Ci rendiamo conto che rispetto all’indottrinamento ricevuto negli ultimi decenni, ove per dirlo brevemente, ci hanno fatto credere all’equivalenza microbo-malattia, oggi si tratta di ribaltare del tutto la visione del mondo che ci circonda, prendendo coscienza che le forme di vita superiori sono indissolubilmente legate a quelle inferiori. Pasteur, in punto di morte, ha voluto ritrattare quanto da lui affermato per tutta una vita con la Sua ricerca sui microbi, riconoscendo la correttezza delle ricerche effettuate da un suo contemporaneo di nome Claud Bernard, che affermava con una celebre frase: “il microbo è niente, il terreno è tutto”. Con tale affermazione il Bernard rimarcava il fatto che una specie vivente fuori dal proprio habitat non produce effetti, ma solo in determinate condizioni assume significati specifici.
Per comprendere bene questo concetto pensiamo ad una epidemia provocata da un virus: ci saranno individui con il sistema immunitario compromesso che saranno subito attaccati dal virus, mentre gli individui con il sistema immunitario integro supereranno la crisi senza nemmeno accorgersene. La stessa cosa vale per le piante: in base alla loro vitalità ( integrità immunologica) avranno una minore o maggiore suscettibilità ai patogeni. Solo questa visione integrata della natura ci fa comprendere a pieno l’importanza dei lieviti naturali autoctoni presenti sulle uve dell’archetipo. Portare avanti la fermentazione primaria dei nostri mosti a mezzo di questi lieviti è completamente diverso dal far uso dei lieviti industriali, omologati secondo logiche riduzionistiche e assurdamente uguali per l’intero pianeta.
Anche in questo caso, però, bisogna dire che l’impiego dei lieviti industriali è diventato un male necessario, perché è facile capire che nella situazione di agricoltura convenzionale, ossia facendo uso di concimi, diserbanti ed antiparassitari, tutta la microflora naturale viene azzerata con il risultato che se si volesse affidare lo svolgimento della fermentazione alcolica alla microflora naturale, questa stenterebbe molto ad avere luogo. E’ possibile affidare la fermentazione dei mosti alla microflora naturale solo praticando un’agricoltura pulita, per l’appunto l’Agricoltura Sinergica, perché solo in questa condizione avremo un esercito vitale pronto a compiere questa grande e complessa trasformazione che porta un mosto a diventare vino, un vino unico nel suo genere, esprimendo nel modo più profondo e completo il concetto di Terroir.

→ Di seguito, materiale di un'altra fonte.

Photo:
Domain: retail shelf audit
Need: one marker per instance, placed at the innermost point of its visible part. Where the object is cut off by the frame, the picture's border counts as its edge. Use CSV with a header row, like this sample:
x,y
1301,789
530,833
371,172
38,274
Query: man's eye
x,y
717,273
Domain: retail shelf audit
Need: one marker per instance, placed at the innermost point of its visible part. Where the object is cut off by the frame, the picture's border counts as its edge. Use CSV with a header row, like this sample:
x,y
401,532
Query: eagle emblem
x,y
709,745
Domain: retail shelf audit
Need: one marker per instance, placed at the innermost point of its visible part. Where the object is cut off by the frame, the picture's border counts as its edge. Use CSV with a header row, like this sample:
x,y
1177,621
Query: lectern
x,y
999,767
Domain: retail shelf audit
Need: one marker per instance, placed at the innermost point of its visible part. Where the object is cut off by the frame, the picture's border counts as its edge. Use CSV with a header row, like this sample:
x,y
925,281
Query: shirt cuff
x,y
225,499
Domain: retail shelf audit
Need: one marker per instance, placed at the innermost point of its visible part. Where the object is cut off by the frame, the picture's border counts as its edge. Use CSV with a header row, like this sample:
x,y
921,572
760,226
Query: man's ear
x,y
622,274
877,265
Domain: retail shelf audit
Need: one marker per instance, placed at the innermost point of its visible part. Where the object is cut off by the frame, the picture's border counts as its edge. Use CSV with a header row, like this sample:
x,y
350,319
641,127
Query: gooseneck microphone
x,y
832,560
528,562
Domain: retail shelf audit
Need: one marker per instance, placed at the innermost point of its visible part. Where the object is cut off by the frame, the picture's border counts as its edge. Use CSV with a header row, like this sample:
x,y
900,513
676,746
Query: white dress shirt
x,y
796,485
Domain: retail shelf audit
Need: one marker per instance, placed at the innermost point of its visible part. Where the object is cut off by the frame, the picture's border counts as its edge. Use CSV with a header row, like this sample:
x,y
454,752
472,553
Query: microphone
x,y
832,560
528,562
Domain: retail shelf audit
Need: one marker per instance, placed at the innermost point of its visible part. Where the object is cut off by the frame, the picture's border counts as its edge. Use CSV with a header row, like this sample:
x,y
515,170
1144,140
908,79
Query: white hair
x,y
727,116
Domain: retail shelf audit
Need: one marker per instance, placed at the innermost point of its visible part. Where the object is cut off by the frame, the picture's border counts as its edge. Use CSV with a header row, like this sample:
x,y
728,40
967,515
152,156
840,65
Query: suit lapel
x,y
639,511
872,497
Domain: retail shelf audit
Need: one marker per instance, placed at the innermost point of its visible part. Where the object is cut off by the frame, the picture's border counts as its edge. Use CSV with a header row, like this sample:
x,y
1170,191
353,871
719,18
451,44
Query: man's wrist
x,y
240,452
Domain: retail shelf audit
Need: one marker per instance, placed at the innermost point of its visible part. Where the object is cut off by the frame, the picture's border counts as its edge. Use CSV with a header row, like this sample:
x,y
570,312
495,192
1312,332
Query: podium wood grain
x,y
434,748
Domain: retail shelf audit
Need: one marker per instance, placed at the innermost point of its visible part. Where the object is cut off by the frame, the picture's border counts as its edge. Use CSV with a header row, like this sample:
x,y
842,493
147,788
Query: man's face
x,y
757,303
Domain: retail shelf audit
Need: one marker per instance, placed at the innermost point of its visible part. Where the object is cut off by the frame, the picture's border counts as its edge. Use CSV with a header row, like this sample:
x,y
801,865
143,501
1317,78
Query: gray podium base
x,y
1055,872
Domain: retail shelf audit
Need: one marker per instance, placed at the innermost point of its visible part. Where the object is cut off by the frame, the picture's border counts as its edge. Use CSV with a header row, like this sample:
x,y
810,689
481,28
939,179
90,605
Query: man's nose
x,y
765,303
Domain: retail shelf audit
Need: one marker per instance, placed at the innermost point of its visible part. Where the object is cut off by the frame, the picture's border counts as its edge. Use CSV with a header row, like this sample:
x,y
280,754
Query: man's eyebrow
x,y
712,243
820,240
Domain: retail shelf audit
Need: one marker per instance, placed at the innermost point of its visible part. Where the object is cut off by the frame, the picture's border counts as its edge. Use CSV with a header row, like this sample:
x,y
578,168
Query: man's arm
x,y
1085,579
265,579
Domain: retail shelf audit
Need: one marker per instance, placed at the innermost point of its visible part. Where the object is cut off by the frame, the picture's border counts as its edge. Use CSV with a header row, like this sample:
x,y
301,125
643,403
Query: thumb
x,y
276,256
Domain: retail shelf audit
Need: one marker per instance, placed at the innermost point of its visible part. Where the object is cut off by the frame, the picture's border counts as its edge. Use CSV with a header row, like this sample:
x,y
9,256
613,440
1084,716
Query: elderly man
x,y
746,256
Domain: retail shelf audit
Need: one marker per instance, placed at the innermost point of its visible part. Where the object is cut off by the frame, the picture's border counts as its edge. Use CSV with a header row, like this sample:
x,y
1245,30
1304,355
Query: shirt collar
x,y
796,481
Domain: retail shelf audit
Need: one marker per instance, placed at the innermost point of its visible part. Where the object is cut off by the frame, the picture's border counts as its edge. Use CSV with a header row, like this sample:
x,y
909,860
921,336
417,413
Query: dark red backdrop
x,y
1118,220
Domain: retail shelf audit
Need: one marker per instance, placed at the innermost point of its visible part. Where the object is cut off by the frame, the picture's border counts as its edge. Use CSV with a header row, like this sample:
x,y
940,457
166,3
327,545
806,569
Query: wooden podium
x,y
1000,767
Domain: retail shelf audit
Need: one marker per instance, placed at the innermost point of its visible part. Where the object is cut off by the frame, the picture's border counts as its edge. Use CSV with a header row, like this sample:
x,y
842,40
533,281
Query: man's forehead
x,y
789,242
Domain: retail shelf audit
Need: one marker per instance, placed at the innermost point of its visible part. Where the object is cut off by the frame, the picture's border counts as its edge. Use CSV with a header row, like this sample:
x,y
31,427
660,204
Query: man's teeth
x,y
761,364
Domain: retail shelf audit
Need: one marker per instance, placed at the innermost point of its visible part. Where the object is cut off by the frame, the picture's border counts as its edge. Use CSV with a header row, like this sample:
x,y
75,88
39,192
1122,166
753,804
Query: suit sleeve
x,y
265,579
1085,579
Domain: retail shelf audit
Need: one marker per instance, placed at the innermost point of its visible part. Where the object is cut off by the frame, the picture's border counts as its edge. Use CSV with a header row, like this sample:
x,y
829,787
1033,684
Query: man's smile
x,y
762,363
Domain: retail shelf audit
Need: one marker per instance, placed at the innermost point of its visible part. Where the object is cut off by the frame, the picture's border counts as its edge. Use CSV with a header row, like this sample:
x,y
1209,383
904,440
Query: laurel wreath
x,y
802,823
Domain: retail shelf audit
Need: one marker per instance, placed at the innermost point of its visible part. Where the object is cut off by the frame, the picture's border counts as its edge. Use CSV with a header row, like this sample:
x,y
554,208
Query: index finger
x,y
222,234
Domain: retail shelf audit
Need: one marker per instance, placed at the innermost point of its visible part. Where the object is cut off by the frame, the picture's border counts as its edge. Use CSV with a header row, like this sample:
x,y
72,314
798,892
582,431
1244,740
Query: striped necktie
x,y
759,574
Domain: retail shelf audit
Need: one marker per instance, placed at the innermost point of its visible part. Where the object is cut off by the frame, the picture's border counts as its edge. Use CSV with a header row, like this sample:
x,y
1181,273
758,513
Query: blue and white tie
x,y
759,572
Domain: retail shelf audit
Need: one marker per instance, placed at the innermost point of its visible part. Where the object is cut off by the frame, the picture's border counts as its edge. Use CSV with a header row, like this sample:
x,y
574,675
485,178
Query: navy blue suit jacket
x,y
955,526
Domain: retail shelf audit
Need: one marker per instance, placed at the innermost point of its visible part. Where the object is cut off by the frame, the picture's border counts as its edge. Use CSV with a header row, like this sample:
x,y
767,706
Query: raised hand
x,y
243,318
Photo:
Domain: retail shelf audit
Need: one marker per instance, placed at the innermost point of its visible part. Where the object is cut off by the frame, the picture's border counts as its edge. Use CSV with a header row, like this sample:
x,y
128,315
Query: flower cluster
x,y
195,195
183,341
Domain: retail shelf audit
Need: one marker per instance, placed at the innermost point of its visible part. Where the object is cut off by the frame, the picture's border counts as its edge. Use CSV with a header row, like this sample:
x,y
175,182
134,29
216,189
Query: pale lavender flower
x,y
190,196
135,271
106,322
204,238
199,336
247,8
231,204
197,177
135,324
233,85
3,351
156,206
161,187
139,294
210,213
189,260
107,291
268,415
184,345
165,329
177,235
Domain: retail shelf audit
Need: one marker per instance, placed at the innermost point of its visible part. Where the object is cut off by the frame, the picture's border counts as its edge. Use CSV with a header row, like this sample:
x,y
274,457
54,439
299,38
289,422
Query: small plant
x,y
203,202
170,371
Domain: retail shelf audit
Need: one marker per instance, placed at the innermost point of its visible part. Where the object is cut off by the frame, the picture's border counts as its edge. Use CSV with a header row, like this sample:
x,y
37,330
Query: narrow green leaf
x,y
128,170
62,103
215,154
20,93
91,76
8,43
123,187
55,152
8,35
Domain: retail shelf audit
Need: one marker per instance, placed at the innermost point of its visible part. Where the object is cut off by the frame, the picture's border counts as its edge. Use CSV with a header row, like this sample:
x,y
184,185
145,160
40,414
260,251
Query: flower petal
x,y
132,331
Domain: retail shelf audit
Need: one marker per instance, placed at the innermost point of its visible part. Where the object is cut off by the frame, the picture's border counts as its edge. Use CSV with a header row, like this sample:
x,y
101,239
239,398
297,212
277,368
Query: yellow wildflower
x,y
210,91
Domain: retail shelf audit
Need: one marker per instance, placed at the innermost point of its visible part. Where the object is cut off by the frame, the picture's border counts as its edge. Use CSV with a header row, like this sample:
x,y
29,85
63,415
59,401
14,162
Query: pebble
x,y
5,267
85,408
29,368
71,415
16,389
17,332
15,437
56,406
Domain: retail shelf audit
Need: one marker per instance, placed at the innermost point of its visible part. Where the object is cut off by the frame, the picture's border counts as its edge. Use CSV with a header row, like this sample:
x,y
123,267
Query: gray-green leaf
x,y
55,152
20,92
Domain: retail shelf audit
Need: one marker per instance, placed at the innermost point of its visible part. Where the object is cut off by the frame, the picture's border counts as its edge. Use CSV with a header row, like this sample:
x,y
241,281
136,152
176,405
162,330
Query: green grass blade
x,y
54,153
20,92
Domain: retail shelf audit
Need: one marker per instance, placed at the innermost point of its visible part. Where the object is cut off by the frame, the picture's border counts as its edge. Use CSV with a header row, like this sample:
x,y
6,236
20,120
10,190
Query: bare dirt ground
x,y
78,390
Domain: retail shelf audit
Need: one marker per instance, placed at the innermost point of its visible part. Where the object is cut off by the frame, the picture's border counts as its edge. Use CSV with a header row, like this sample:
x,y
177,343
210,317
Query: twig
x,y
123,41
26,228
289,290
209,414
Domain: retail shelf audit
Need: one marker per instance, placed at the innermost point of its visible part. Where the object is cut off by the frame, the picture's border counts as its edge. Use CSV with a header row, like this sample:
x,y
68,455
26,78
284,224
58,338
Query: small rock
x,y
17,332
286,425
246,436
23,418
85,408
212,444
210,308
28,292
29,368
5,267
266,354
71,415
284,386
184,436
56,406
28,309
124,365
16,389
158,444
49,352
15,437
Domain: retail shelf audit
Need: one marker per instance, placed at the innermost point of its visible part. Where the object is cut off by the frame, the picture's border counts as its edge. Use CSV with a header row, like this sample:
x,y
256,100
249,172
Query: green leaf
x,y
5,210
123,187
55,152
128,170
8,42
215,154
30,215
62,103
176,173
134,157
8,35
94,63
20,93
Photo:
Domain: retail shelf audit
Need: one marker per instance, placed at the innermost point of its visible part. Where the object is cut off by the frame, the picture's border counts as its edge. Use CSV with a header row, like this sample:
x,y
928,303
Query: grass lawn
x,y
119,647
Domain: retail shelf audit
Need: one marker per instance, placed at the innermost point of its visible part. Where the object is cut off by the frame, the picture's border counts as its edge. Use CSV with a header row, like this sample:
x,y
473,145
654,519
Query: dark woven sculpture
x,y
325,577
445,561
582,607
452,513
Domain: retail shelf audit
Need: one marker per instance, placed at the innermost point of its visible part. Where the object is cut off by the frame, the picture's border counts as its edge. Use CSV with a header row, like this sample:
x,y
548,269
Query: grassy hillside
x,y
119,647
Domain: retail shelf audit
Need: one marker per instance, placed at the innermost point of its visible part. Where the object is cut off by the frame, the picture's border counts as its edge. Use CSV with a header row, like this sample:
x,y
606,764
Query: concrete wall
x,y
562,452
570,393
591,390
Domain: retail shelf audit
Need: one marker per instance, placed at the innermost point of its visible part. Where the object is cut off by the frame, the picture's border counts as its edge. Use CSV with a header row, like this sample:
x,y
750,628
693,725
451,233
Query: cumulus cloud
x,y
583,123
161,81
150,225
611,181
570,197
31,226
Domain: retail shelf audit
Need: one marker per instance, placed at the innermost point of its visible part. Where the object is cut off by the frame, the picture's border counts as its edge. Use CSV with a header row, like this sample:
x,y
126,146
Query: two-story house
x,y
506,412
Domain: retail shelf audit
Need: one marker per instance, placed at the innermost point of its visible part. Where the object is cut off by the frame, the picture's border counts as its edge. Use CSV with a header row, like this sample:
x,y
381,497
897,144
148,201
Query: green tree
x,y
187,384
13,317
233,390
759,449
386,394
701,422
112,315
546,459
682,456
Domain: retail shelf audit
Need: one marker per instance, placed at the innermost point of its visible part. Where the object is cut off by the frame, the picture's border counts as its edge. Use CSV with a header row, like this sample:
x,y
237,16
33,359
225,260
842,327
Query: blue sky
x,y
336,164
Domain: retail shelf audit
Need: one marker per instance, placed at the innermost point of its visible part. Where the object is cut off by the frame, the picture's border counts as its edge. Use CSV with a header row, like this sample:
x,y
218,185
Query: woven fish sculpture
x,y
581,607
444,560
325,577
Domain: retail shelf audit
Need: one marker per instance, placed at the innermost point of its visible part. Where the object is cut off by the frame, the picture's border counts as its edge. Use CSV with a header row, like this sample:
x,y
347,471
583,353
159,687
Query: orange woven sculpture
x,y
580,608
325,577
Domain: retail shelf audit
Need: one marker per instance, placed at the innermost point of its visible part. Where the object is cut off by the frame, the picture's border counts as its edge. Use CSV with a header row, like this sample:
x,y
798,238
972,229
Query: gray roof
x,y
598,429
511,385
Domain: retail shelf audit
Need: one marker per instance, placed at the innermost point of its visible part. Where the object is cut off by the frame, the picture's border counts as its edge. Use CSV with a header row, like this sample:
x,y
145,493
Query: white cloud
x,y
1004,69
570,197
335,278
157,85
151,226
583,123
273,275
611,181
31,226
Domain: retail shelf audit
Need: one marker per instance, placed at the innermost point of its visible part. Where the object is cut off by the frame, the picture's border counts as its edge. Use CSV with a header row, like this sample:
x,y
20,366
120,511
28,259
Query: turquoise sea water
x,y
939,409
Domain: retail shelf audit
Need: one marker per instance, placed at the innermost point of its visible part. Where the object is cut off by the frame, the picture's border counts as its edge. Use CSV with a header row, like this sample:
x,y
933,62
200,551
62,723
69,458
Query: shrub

Ogni luogo, inteso come interazione specifica di una moltitudine di fattori, ha la sua impronta digitale, unica e irripetibile così come lo è ogni essere vivente su questa Terra. Se tutto ciò lo comprendiamo e lo rispettiamo, riusciamo a fare del nostro prodotto un’opera d’arte, diversamente non faremmo altro che rientrare nelle aberranti logiche industriali di cui l’epoca attuale è pregna. Interpretare l’epoca contemporanea come raggiungimento della comprensione di tutti i disastri che l’homo tecnologicus ha provocato negli ultimi 50-60 anni, per dirigersi verso l’unica via d’uscita plausibile per salvarsi la pelle, fa del nostro lavoro motivo di orgoglio con la precisa sensazione di missione da compiere per salvare il nostro ecosistema, oggi più che mai minacciato dalla più grande inconsapevolezza che ha colto l’uomo sin dai suoi albori.